A aventura das duas começou há 1 ano e cinco meses, quando Michelle cansada da vida de workholic decidiu deixar tudo para trás. “Eu sou formada em publicidade, trabalhei durante 14 anos em agências, fui embora, cansei daqui, em 2013 fui morar na praia, em Maceió. Trabalhei em uma loja de material para arquitetura, gerenciei essa loja por um ano e meio e percebi que não tinha mudado o ritmo, só mantido”, relembra.

Colecionadora de bolsas e scarpins, Michelle trocou a moda da alta costura pelas roupas confortáveis de uma viajante.

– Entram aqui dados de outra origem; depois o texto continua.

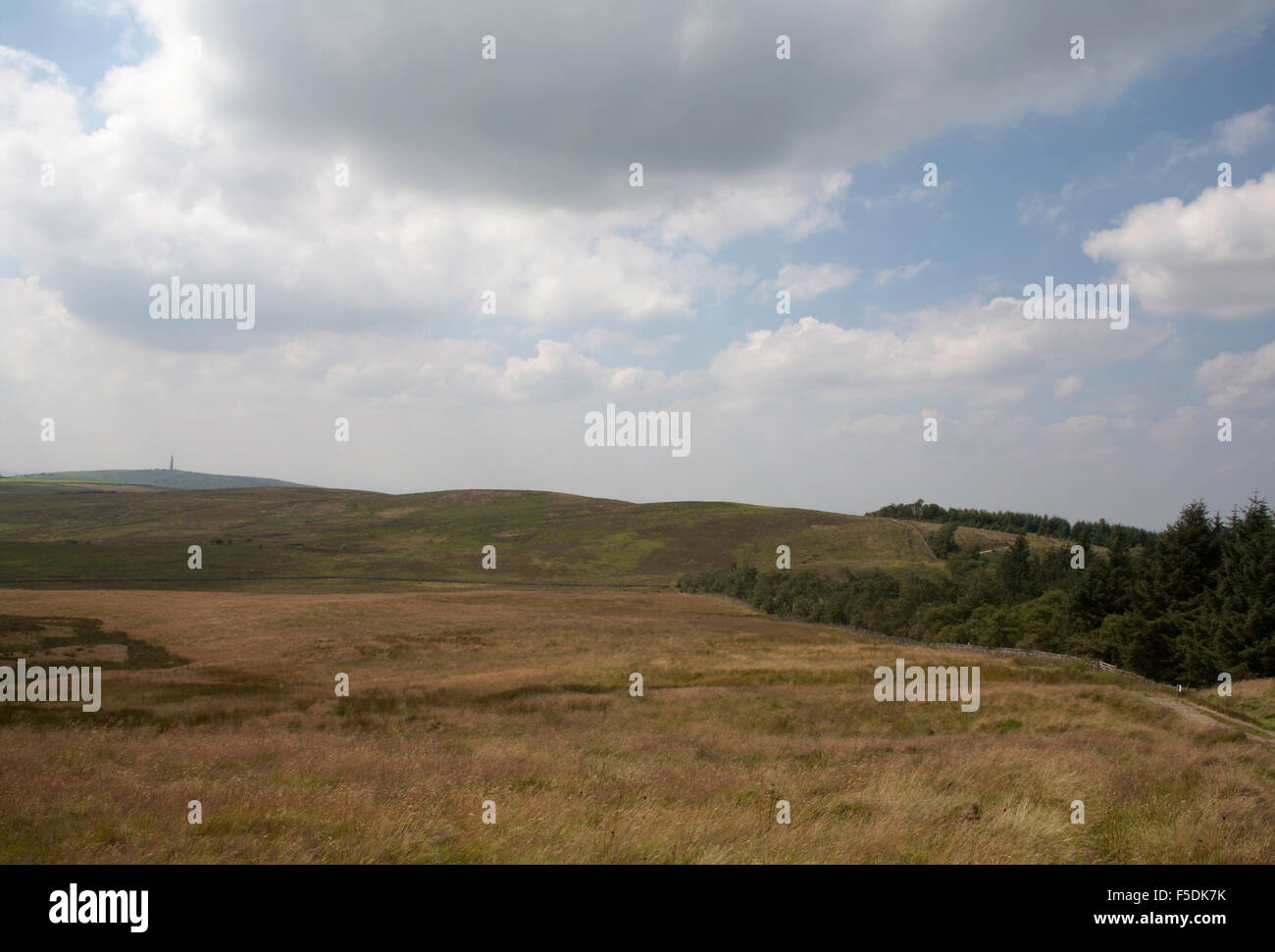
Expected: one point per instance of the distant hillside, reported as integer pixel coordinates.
(161, 478)
(296, 538)
(1100, 532)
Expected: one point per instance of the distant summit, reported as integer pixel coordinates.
(160, 478)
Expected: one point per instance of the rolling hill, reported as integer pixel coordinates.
(269, 536)
(157, 478)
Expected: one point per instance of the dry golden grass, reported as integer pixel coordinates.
(521, 697)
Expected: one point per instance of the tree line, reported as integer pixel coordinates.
(1191, 602)
(1100, 532)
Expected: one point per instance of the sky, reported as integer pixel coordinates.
(437, 217)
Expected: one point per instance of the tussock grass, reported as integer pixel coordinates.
(459, 696)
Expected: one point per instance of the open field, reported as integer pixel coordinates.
(304, 539)
(462, 695)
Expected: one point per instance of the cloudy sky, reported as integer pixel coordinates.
(373, 175)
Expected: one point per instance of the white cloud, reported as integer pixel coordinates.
(905, 272)
(1240, 380)
(806, 280)
(1214, 255)
(1241, 132)
(1066, 386)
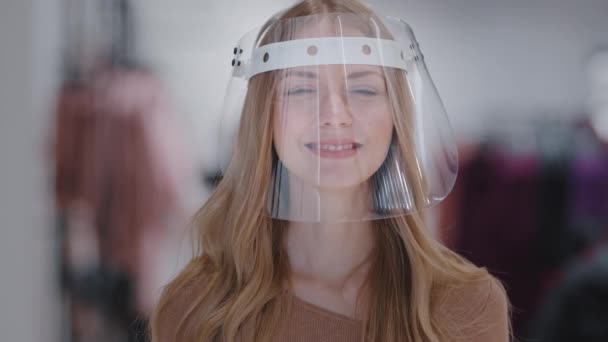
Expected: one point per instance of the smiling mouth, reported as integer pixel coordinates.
(333, 147)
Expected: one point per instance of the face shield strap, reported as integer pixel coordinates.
(323, 51)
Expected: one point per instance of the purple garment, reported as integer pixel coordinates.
(499, 225)
(590, 189)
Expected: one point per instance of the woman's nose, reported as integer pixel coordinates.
(334, 111)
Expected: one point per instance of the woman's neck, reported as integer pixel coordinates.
(330, 255)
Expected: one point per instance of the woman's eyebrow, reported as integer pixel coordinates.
(360, 74)
(313, 75)
(305, 74)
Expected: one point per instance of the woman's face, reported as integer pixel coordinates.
(332, 124)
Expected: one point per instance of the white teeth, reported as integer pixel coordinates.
(337, 147)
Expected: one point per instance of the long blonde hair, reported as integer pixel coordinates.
(230, 290)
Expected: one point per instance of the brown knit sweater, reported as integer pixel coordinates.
(477, 312)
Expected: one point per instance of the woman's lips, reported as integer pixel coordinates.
(327, 149)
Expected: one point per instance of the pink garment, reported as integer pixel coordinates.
(119, 151)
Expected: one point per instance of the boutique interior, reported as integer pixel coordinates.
(110, 116)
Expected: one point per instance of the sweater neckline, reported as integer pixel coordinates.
(301, 303)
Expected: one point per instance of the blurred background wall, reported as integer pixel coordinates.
(493, 62)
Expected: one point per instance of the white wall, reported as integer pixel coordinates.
(489, 58)
(29, 310)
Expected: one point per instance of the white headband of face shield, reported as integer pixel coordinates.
(323, 51)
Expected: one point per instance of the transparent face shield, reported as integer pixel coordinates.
(358, 131)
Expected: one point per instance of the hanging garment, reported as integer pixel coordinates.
(119, 153)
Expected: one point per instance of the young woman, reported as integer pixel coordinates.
(317, 230)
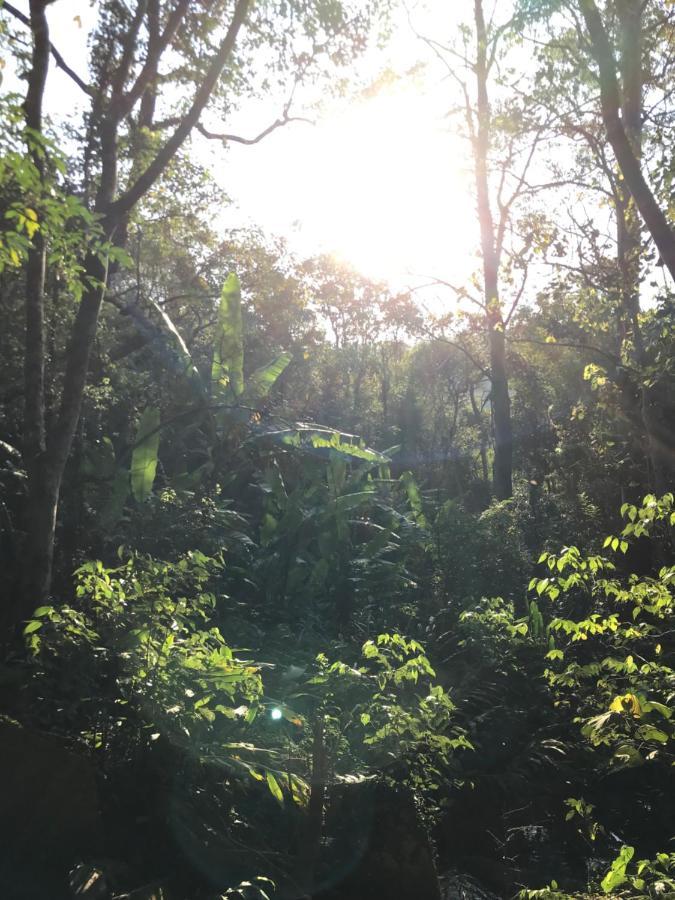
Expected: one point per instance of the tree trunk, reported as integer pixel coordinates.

O lenço na cabeça concede charme aos cabelos ondulados e tudo isso combina perfeitamente com a mudança na carreira, das agências para a culinária vegana. “Quando morei em Maceió precisei criar estratégias para conhecer gente nova, foi quando me cadastrei no couchsurfing, para receber viajantes na minha casa, pessoas que viajavam de bicicleta, de carona. Eu ouvia as histórias e pensava nossa que massa e eu nessa vida chata. Nessa tragédia de não querer levantar da cama na segunda-feira”, lembra.

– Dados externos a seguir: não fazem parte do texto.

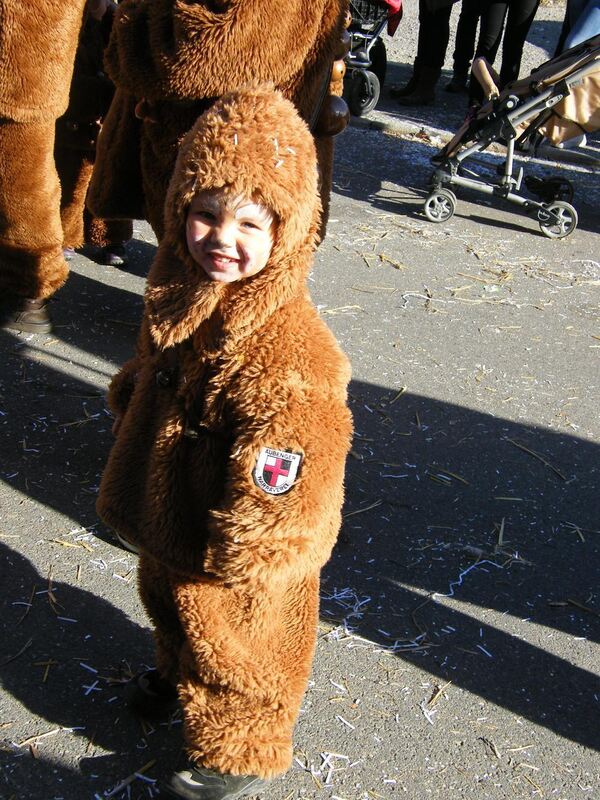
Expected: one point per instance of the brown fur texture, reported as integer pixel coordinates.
(178, 57)
(229, 574)
(37, 44)
(76, 136)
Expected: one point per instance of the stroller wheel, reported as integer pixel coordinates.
(363, 93)
(440, 205)
(557, 219)
(379, 60)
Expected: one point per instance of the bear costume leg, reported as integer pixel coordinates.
(75, 170)
(243, 664)
(31, 257)
(157, 596)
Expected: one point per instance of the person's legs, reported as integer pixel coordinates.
(243, 672)
(32, 266)
(31, 259)
(586, 25)
(521, 14)
(156, 592)
(74, 171)
(434, 33)
(490, 35)
(465, 37)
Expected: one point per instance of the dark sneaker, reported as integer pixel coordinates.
(151, 696)
(27, 314)
(114, 255)
(199, 783)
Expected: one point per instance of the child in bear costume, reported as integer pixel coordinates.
(170, 60)
(232, 430)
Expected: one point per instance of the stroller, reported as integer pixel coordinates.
(556, 102)
(366, 61)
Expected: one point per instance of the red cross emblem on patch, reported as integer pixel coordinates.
(276, 470)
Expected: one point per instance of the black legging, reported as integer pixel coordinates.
(464, 45)
(434, 32)
(520, 15)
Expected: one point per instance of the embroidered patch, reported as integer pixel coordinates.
(276, 470)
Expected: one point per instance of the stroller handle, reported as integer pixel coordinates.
(486, 77)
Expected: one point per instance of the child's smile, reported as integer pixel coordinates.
(230, 238)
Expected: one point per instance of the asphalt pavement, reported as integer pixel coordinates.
(458, 640)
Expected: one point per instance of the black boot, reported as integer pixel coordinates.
(423, 93)
(401, 90)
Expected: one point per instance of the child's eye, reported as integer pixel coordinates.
(205, 215)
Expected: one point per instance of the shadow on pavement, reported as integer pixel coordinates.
(432, 489)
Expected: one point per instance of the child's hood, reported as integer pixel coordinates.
(253, 143)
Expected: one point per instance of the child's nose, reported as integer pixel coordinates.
(225, 232)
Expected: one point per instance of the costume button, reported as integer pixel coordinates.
(164, 378)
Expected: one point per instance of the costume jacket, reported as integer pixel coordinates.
(227, 376)
(171, 59)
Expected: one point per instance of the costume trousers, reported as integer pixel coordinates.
(240, 659)
(79, 226)
(31, 258)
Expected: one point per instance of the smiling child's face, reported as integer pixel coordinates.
(230, 238)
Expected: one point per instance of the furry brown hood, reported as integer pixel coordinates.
(253, 143)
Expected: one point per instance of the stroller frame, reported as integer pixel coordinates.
(556, 216)
(369, 18)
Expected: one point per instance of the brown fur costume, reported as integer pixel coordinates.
(37, 44)
(229, 573)
(172, 59)
(76, 135)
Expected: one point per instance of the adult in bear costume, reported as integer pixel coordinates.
(228, 374)
(37, 51)
(75, 147)
(170, 60)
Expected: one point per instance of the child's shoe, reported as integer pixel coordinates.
(199, 783)
(114, 255)
(26, 314)
(151, 696)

Decidida, Michelle pediu demissão do emprego em arquitetura, fez primeiro uma viagem para a Europa pelo couchsufing e na volta arrumou as malas. Sem pensar duas vezes, incluiu a caixa de viagem da Frida nos quilos que iria carregar pelas estradas. “Botei ela na caixa e saímos para viajar”, diz.

 

A tranquilidade de quem pega a estrada (Foto: Arquivo Pessoal)A tranquilidade de quem pega a estrada (Foto: Arquivo Pessoal)

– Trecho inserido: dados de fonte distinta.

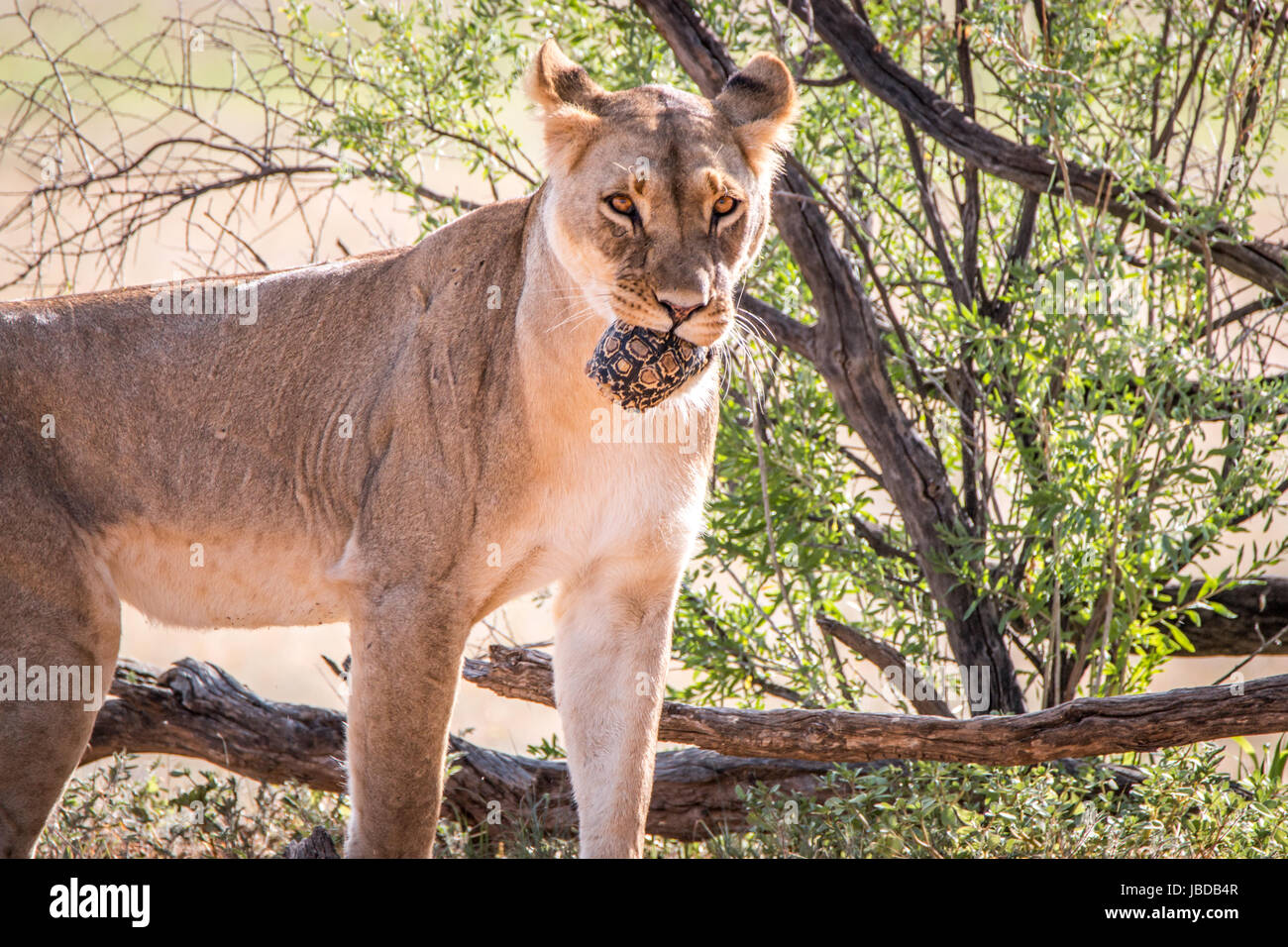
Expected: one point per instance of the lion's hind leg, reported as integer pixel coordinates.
(59, 634)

Basta a menção da palavra viajar, para que a cadelinha se anime toda. Fica em pé, abana o rabo, não se contém. “Foram meus amigos que ensinaram ela. Ela aprendeu o comando quando eles chamavam ela para ir a praia. Ela não é brava, vai quietinha nas viagens, dorme o caminho todo. Tem aquela coisa do pinscher, de sou pequena e faço barulho para ninguém pisar em mim”, ri.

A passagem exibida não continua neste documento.